地盤工学会が設置した「基礎構造の設計に関わる新技術評価に関する研究委員会」の活動を通じて、「有明海沿岸道路検討会(座長:荒牧軍治佐賀大学教授)」から意見交換の申し出があり、一度セミナーを開催しお互いの研究を説明、意見交換する機会を持つこととなったものです。

日程調整の結果、7月12日から14日まで鹿児島市で開催される「第41回地盤工学研究発表会」に合わせ、佐賀大学において共同セミナーを開催することとなりました。当方から西本上席研究員、冨澤主任研究員、林主任研究員の3名が参加しました。九州側からは「有明海沿岸道路検討会」のメンバーである荒牧教授、国土交通省佐賀国道事務所、佐賀県道路課、佐賀県佐賀土木事務所、設計コンサルタント、オブザーバーとして三浦哲彦佐賀大学名誉教授らの参加です。発表内容は以下のとおりです。

■プログラム

発表−1 「有明軟弱地盤の耐震設計」 大塚 哲哉 氏(大塚構造事務所)
発表−2 「複合地盤杭工法」 冨澤 幸一 主任研究員(寒地地盤チーム)
発表−3 「北海道の軟弱地盤対策」 林 宏親 主任研究員(寒地地盤チーム)
意見交換

まず荒牧佐賀大学教授から、セミナーの開催の経緯について説明がありました。続いて大塚哲哉氏が佐賀の地震、軟弱地盤の地盤振動と地盤免震、杭周辺地盤改良工法などについて発表しました。杭周辺地盤改良工法は、杭周辺に地盤改良を行いその強度増加を設計に見込むところは、複合地盤杭工法と同じなのですが、橋脚を対象としていること、杭〜地盤改良系を構造体として取り扱うという違いがあります。有明海沿岸道路の矢部川橋(斜張橋の端橋脚)でも採用されており、非常に興味深い内容でした

冨澤主任研究員は、複合地盤杭工法(改良地盤の強度増加を考慮した杭設計施工法)の実用化について、設計の考え方、解析結果、および複合地盤杭の設計施工要領を紹介しました(写真−1)。林主任研究員は、北海道における泥炭性軟弱地盤対策工法と最近の動向について紹介しました(写真−2)。

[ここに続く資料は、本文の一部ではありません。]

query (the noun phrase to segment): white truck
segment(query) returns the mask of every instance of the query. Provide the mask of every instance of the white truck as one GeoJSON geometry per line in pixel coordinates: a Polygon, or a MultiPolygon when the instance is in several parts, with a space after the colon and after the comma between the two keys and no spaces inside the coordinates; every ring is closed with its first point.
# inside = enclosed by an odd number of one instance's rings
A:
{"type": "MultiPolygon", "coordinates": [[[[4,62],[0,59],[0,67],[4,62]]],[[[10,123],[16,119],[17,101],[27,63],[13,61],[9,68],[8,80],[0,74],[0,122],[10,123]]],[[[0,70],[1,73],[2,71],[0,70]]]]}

意見交換では、ほとんど九州側からの質問に我々が答えるという形で進みました。複合地盤杭工法に対しては、杭と周辺地盤の相互作用の考え方や地震時の挙動などについて質問がありました。軟弱地盤対策については、泥炭の基本的性質から盛土周辺地盤の変状対策など多岐に渡る質問がありました。今後、約20年かけて建設する佐賀県内の有明海沿岸道路について、品質を確保しつついかにコストを下げるかという熱意が感じられる意見交換でした。

短い時間ではありましたが、軟弱地盤に取り組む双方にとって大いに勉強になるセミナーでした。今後とも交流を継続することを約束し、次の目的地である鹿児島に向かいました。